The SADI Semantic Web-Services framework is web services done right, and we're excited to incorporate it as a fundamental design element for DataFAQs. This page provides some information about how to set up your own SADI service, and thus a DataFAQs FAqT service.

For a walk through on how to talk to an existing SADI service, see the page on csv2rdf4lod's wiki.

sadi.py

The following technologies are stacked together to create your sadi.py service:

  • your sadi.py service
  • sadi.py
  • SuRF
  • rdflib
  • python

Jim McCusker contributed a python implementation to the SADI code base, adding a third language to the two that already exist (Java and Perl).

The following command will add Jim McCusker's sadi.py into your Python installation (but make sure you reference the latest egg, listed here):

sudo easy_install http://sadi.googlecode.com/files/sadi-0.1.5-py2.6.egg

If you want to build sadi.py yourself, use:

svn checkout http://sadi.googlecode.com/svn/trunk/python/sadi.python sadi.python
cd sadi.python
python setup.py bdist_egg
sudo easy_install dist/sadi-0.1.4-py2.6.egg

Bug Jim on http://code.google.com/p/sadi/issues/list with "sadi.py" problems.

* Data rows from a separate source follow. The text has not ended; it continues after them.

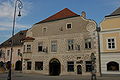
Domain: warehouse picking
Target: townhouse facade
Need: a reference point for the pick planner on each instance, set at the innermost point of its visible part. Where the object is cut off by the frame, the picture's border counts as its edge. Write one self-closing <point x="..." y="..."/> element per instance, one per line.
<point x="5" y="50"/>
<point x="62" y="44"/>
<point x="110" y="43"/>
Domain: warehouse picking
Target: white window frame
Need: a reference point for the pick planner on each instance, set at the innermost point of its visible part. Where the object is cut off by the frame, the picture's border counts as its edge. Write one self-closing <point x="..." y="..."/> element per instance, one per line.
<point x="87" y="41"/>
<point x="67" y="27"/>
<point x="29" y="49"/>
<point x="114" y="42"/>
<point x="40" y="44"/>
<point x="56" y="45"/>
<point x="43" y="29"/>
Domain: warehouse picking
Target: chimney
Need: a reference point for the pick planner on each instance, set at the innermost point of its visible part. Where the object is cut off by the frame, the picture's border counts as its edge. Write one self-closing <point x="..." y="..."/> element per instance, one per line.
<point x="83" y="14"/>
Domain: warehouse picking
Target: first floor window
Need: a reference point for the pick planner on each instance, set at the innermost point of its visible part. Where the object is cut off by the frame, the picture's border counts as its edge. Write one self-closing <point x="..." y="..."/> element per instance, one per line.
<point x="19" y="52"/>
<point x="69" y="25"/>
<point x="38" y="65"/>
<point x="70" y="66"/>
<point x="88" y="44"/>
<point x="70" y="44"/>
<point x="28" y="48"/>
<point x="111" y="43"/>
<point x="54" y="46"/>
<point x="40" y="46"/>
<point x="112" y="66"/>
<point x="29" y="65"/>
<point x="8" y="52"/>
<point x="88" y="66"/>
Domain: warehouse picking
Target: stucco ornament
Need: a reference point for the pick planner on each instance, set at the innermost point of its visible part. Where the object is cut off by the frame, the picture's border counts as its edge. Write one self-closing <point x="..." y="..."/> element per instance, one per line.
<point x="91" y="27"/>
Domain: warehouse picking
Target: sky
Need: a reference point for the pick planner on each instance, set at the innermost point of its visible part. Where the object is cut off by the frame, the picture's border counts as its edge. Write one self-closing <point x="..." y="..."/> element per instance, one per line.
<point x="34" y="11"/>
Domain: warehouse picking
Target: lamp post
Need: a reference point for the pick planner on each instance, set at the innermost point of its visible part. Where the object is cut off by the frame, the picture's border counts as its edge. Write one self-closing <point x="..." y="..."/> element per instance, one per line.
<point x="18" y="4"/>
<point x="93" y="72"/>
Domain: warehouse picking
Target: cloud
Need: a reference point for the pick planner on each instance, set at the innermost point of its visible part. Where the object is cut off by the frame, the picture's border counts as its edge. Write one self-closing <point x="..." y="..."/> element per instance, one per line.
<point x="8" y="26"/>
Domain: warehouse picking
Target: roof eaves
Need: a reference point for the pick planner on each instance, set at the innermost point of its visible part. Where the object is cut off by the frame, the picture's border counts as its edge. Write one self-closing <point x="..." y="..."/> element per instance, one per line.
<point x="57" y="19"/>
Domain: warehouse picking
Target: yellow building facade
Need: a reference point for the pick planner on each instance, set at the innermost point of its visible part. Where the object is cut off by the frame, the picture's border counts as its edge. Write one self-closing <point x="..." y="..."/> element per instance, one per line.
<point x="110" y="43"/>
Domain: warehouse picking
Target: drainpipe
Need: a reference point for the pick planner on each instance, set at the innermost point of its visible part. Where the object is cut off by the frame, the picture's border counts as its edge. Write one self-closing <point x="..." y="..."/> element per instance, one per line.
<point x="98" y="34"/>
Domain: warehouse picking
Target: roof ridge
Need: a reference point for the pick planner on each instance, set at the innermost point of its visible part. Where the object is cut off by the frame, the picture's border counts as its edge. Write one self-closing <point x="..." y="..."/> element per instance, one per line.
<point x="64" y="13"/>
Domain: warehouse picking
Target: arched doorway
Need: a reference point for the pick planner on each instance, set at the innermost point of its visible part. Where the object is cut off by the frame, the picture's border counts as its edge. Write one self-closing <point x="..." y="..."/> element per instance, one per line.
<point x="54" y="67"/>
<point x="112" y="66"/>
<point x="18" y="65"/>
<point x="79" y="69"/>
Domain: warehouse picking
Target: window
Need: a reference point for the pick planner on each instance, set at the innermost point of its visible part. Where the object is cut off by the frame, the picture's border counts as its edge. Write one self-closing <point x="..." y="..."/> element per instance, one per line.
<point x="44" y="29"/>
<point x="1" y="53"/>
<point x="111" y="43"/>
<point x="69" y="25"/>
<point x="29" y="65"/>
<point x="112" y="66"/>
<point x="70" y="66"/>
<point x="88" y="66"/>
<point x="28" y="48"/>
<point x="40" y="46"/>
<point x="19" y="52"/>
<point x="54" y="46"/>
<point x="38" y="65"/>
<point x="8" y="52"/>
<point x="88" y="44"/>
<point x="70" y="45"/>
<point x="24" y="48"/>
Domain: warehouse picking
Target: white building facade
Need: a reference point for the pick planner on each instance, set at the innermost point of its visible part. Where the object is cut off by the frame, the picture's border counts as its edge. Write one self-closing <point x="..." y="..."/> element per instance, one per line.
<point x="61" y="45"/>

To check to see what version of sadi.py you have installed:

bash-3.2$ easy_install -n sadi
Searching for sadi
Best match: sadi 0.1.2
Processing sadi-0.1.2-py2.6.egg
sadi 0.1.2 is already the active version in easy-install.pth

Using /Library/Python/2.6/site-packages/sadi-0.1.2-py2.6.egg
Processing dependencies for sadi
Finished processing dependencies for sadi

sadi.py services accept turtle when HTTP request header "Content-Type" is text/turtle (preferred) or application/x-turtle (will work).

SuRF

SuRF is an object mapping library that lets you work with RDF data as if they were Python objects. SuRF has a Google Code project and list, but is primarily documented at http://packages.python.org/SuRF/. SuRF provides a handful of vocabulary namespaces by default.

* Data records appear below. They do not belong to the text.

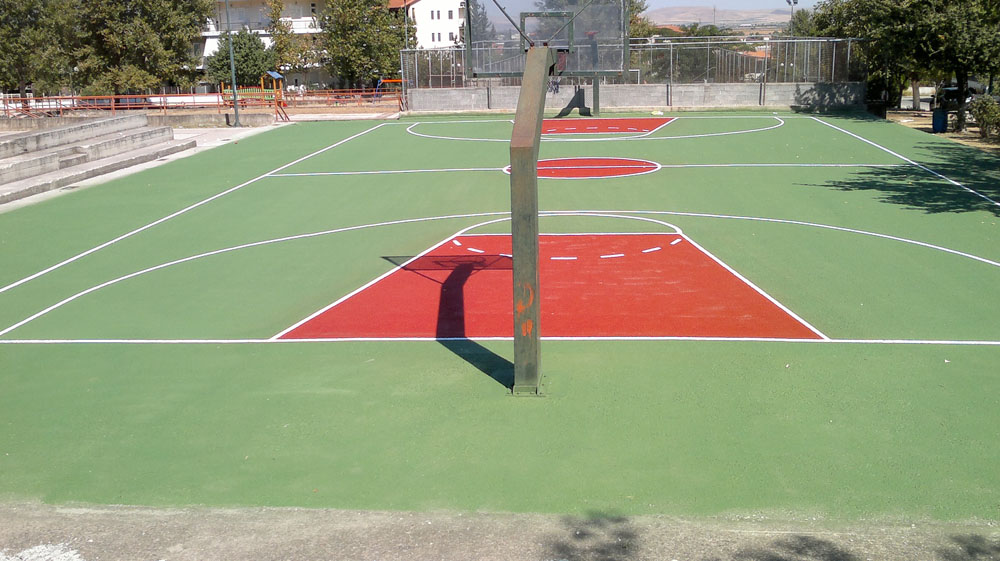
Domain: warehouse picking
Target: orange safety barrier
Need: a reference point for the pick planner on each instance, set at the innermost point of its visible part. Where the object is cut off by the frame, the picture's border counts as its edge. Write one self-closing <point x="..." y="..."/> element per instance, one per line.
<point x="54" y="106"/>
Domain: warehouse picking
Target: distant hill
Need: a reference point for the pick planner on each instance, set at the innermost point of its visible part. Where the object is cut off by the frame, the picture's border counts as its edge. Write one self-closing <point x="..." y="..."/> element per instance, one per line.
<point x="684" y="15"/>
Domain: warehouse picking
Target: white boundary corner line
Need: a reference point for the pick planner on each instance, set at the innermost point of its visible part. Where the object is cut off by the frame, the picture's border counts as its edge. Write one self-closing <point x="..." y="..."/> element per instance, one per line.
<point x="907" y="160"/>
<point x="645" y="136"/>
<point x="348" y="296"/>
<point x="759" y="290"/>
<point x="178" y="213"/>
<point x="967" y="343"/>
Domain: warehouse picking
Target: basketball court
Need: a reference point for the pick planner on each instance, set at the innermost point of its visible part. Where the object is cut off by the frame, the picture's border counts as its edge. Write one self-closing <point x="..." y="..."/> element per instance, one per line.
<point x="739" y="313"/>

One essential plug in for SuRF is one that fulfills the SPARQL Protocol. If you start using it with code like:

        self.logd = Store(  reader          =   "sparql_protocol",
                            writer          =   "sparql_protocol",
                            endpoint        =   "http://logd.tw.rpi.edu:8890/sparql")

you might get the error:

<class 'surf.plugin.manager.PluginNotFoundException'>: The <sparql_protocol> READER plugin was not found

To resolve it, run sudo easy_install -U surf.sparql_protocol (according to their docs):

Cosmin May 2012: You can submit all your questions to the SuRF mailing list: https://groups.google.com/group/surfrdf Less severe issues are likely to be solved fairly quickly.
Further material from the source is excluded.